For more than 50 years, The Rockefeller Foundation has hosted leading practitioners from around the globe at our conference center in Bellagio, Italy to build and mobilize alliances of diverse stakeholders around a shared vision, empowering widespread collaboration, innovation and action; and enabling mutual accountability for progress. In the Spring of 2020, we for the first time closed the doors to our Bellagio Center, as it was in the epicenter of an initial Covid-19 outbreak. Closing Bellagio has meant many lost opportunities for leaders from across the globe to convene, connect, create, and work towards greater prosperity for all through new partnerships and collaborative action.
Recognizing the important role that Bellagio could play in ending the current pandemic and shaping the future, we decided to re-open the center following strict Covid-19 health and safety protocols in August of 2021. The initial cohort of residents included poets, scientists, public servants, nonprofit leaders, academics and artists. Over the course of their residencies, they have worked on individual projects that are diverse in subject matter but aligned in a common goal to advance ideas and actions that matter and can help build a stronger, more sustainable and equitable world.
Dr. Saleem Ali is part of the first returning cohort.
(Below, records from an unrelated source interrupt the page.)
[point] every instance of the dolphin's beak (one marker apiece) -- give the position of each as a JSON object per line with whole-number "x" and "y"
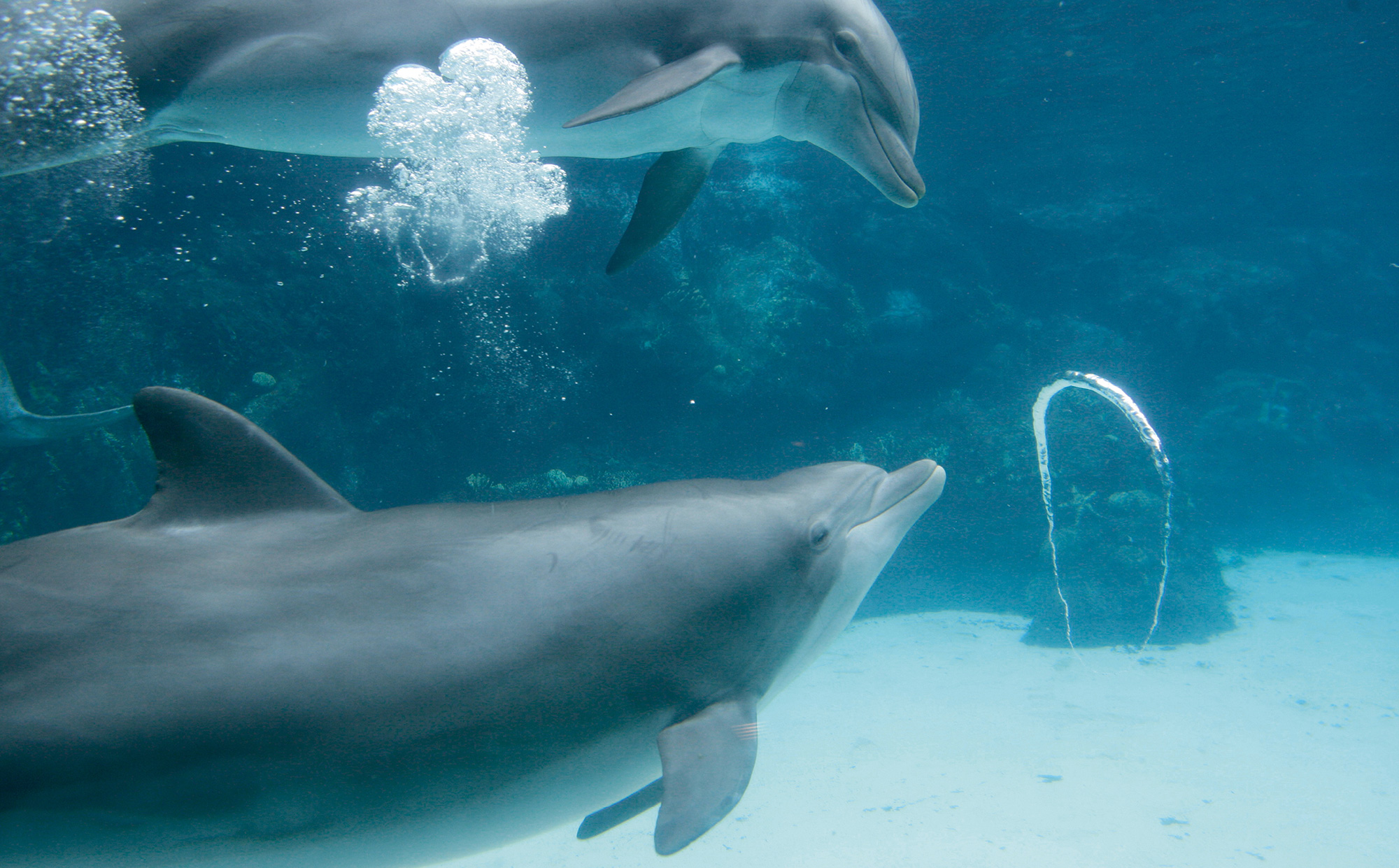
{"x": 862, "y": 121}
{"x": 907, "y": 492}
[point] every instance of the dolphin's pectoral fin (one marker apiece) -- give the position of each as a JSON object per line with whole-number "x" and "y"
{"x": 662, "y": 83}
{"x": 216, "y": 465}
{"x": 706, "y": 763}
{"x": 671, "y": 185}
{"x": 22, "y": 427}
{"x": 619, "y": 812}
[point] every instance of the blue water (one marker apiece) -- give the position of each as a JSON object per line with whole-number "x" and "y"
{"x": 1197, "y": 201}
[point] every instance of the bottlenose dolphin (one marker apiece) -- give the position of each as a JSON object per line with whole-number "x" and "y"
{"x": 250, "y": 671}
{"x": 20, "y": 427}
{"x": 611, "y": 78}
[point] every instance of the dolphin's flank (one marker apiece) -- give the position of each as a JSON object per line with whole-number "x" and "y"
{"x": 611, "y": 79}
{"x": 253, "y": 671}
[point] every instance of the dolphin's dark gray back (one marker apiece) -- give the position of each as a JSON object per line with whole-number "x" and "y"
{"x": 261, "y": 665}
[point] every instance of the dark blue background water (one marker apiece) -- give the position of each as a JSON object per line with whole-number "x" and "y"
{"x": 1198, "y": 201}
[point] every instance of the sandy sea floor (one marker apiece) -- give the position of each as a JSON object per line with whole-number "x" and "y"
{"x": 941, "y": 739}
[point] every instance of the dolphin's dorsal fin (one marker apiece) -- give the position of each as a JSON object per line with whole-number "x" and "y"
{"x": 706, "y": 763}
{"x": 662, "y": 83}
{"x": 215, "y": 465}
{"x": 671, "y": 185}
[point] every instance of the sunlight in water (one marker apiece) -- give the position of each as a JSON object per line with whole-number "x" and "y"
{"x": 465, "y": 187}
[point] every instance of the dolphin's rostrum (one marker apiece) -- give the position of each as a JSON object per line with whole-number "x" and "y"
{"x": 611, "y": 78}
{"x": 250, "y": 671}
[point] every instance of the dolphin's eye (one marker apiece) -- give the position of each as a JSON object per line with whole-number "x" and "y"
{"x": 847, "y": 45}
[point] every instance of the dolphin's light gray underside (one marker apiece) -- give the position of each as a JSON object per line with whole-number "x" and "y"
{"x": 250, "y": 671}
{"x": 611, "y": 79}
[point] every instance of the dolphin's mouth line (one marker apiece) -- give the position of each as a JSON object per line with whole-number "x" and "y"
{"x": 923, "y": 483}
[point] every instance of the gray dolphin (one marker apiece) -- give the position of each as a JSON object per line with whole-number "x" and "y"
{"x": 20, "y": 427}
{"x": 250, "y": 671}
{"x": 612, "y": 79}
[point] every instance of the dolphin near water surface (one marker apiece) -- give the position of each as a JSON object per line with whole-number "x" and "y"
{"x": 253, "y": 672}
{"x": 20, "y": 427}
{"x": 611, "y": 79}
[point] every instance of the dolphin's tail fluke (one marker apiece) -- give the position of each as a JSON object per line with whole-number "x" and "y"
{"x": 22, "y": 427}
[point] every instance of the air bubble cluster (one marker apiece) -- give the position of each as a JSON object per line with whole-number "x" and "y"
{"x": 65, "y": 94}
{"x": 465, "y": 187}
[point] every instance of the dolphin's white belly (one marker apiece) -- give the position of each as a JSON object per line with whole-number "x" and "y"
{"x": 227, "y": 107}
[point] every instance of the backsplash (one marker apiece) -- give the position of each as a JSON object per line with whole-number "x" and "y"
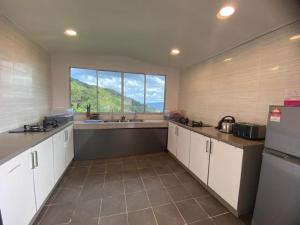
{"x": 244, "y": 81}
{"x": 24, "y": 78}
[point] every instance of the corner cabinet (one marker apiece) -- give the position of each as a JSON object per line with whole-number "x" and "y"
{"x": 28, "y": 179}
{"x": 228, "y": 172}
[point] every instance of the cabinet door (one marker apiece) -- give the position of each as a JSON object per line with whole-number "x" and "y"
{"x": 172, "y": 138}
{"x": 43, "y": 171}
{"x": 59, "y": 153}
{"x": 199, "y": 156}
{"x": 17, "y": 199}
{"x": 183, "y": 146}
{"x": 225, "y": 171}
{"x": 69, "y": 145}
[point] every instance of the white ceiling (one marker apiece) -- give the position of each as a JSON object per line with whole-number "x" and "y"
{"x": 147, "y": 29}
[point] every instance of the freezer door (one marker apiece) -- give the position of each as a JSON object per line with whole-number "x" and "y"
{"x": 283, "y": 131}
{"x": 278, "y": 197}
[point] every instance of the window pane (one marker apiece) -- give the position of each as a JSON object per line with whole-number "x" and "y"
{"x": 155, "y": 93}
{"x": 83, "y": 89}
{"x": 134, "y": 92}
{"x": 110, "y": 91}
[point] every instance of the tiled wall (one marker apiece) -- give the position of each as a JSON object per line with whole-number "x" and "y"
{"x": 259, "y": 74}
{"x": 24, "y": 78}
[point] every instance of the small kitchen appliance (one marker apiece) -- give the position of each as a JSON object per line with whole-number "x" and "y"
{"x": 225, "y": 124}
{"x": 249, "y": 131}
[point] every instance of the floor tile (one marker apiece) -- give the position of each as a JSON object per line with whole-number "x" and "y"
{"x": 120, "y": 219}
{"x": 57, "y": 214}
{"x": 195, "y": 189}
{"x": 141, "y": 217}
{"x": 65, "y": 195}
{"x": 163, "y": 170}
{"x": 169, "y": 180}
{"x": 227, "y": 219}
{"x": 147, "y": 172}
{"x": 133, "y": 185}
{"x": 185, "y": 177}
{"x": 113, "y": 188}
{"x": 178, "y": 193}
{"x": 91, "y": 191}
{"x": 158, "y": 197}
{"x": 137, "y": 200}
{"x": 152, "y": 183}
{"x": 191, "y": 211}
{"x": 168, "y": 215}
{"x": 211, "y": 205}
{"x": 113, "y": 205}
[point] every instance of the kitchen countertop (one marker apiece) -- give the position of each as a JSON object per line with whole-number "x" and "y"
{"x": 12, "y": 144}
{"x": 227, "y": 138}
{"x": 81, "y": 125}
He is an expert on environmental policy working on a project about the causes and consequences of environmental conflict and its impact on peacebuilding. During his residency, he wrote this beautiful piece in Springer Nature that captures the magic of Bellagio and the power of bringing people together to advance transformative ideas and action.
As Dr. Ali’s article testifies, Bellagio has been a pathway to transformative ideas and action, especially because of the unique opportunities to:
- Integrate multiple voices to lead to more productive, well-rounded solutions
- Experiment by connecting and considering diverse experiences and options
- Build trust through physical and personal connections on a walk, over a meal, or by sharing a recipe as the poet Maya Angelou did with a Bellagio Center chef
- Take time to create, decide, and build as the Bellagio convening journey did to create CGIAR which now has over 60 donors providing more than $450 million dollars per annum of annual support for 15 research centers and field presence in 108 countries.
A perfect example of the magic of Bellagio is a 1994 seminal convening that was instrumental in the creation of the International AIDS Vaccine Initiative (IAVI). As Seth Berkeley, the former president and CEO of the International Aids Vaccine initiative, noted of the convening “[as people] walked through the garden and gazed across the lake, they became inspired to move beyond their normal limits…By the second day big daring ideas were emerging, and by day three participants had concluded that a bold new initiative was necessary.”
Dr. Ali and Dr. Berkeley remind us that breakthroughs are the product of collaborative action, made more possible by the unique attributes of Bellagio. In a time in dire need of collaborative action and breakthroughs, Bellagio’s doors are open, here to do its part convening leaders and innovators to solve the world’s most pressing challenges.